Friday, June 09, 2006

Sean Valjean

My street is filled with hooligans. Most weekends, especially during the summer, a group of teenagers is out in the street drinking, smoking, fighting, and yelling at the top of their lungs. And the party usually goes on until the sun comes up around 4:30 or so. Two weekends ago, the shenanigans culminated in a chair being thrown through the back windscreen of our Peugeot. Tim and our good friend and neighbor John were in the living room at about 12:30 when the heard the glass smash. The next two hours were filled with police and different eyewitness accounts, all of them saying the culprit was Sean, the neighborhood troublemaker who lives across the street. This is the kid who decided to saw through the telephone wires on Friday night last summer, leaving the entire street without phone lines for all of Saturday. None of these witnesses were willing to talk to the police, since they’re all in trouble with the law themselves. Great.

Tim and I talked it over, and since we actually like Sean and would like to see him make something of himself, and since we also know that he has no money so asking for the £130 for the windscreen would be futile, we decided to confront him and offer him the chance to fess up and work off his debt in our back yard for three days in exchange for us not pursuing legal action. Sean agreed, and after a stern lecture from me on getting his act together, we decided that he would show up for work at 9:00 Tuesday morning. I had in my mind grand visions of this being just the thing Sean needed to get his life turned around. Three days of hard labor under the watchful but loving eyes of Tim and Greta Davies would turn this troubled teen into a bright young man ready to realize his potential.

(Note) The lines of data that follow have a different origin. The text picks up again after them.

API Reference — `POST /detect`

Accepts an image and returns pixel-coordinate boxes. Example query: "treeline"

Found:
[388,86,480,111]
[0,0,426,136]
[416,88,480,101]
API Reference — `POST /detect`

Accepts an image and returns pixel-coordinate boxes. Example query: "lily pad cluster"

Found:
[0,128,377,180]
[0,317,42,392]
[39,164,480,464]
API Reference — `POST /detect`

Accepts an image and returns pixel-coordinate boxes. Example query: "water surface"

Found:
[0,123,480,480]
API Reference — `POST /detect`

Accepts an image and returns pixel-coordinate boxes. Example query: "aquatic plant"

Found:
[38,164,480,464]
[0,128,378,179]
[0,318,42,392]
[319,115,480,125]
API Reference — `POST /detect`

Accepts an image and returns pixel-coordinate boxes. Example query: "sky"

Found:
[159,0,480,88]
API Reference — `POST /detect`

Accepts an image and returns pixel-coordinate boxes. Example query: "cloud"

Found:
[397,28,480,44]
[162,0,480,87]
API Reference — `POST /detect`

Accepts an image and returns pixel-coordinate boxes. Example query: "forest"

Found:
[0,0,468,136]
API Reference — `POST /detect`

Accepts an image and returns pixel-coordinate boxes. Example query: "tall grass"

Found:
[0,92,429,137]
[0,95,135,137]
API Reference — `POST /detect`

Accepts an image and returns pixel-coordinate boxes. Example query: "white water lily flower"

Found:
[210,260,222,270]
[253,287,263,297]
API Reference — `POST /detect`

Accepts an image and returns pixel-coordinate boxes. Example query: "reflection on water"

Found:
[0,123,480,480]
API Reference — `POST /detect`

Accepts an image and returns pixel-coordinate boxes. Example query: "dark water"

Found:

Tuesday morning came with a note through our door saying he couldn’t make it because he had meetings all week with his parole officer. These meetings only lasted an hour or two in the middle of the day, but apparently he thought that was reason enough to not show up for duty. But he did pencil us in for all day Saturday and Sunday. Tim explained that we weren’t available Sunday and that he was okay to leave for his appointments in the middle of the day, so asked him to show up for work on Thursday. Sean agreed, but again on Thursday failed to turn up. Tim went and knocked on his door that afternoon and was told by his mother that Sean was ill in bed. I saw him Friday looking quite well and shouted over to ask if he was feeling better. Indeed he was. The sore throat that had kept him from leaving the house was miraculously fine on Friday. He assured me that he’d report for duty bright and early the next morning. But alas, no Sean. When Tim went to enquire that afternoon, Laura told him that Sean had been jumped the previous night. And sure enough, later that afternoon we saw Sean with a very bloodied nose and huge lump on his forehead. I didn’t bother to ask what he was doing out by himself at 12:30; just offered my sympathy and asked him to show up Tuesday instead. Tuesday brought another excuse—this time he was off to do neighborhood clean-up with other young parolees. This morning again brought a missed appointment because he was taken into the police station for questioning in a burglary. We’ve scheduled him for tomorrow morning. If he shows up I think I’ll fall over.

My hopes of transforming this boy are quickly waning, and I’m starting to wonder if we should have just let the police handle it. Apparently he’s never seen Les Miserables and doesn’t realize we’ve played the part of the bishop and he’s supposed to be Jean Valjean.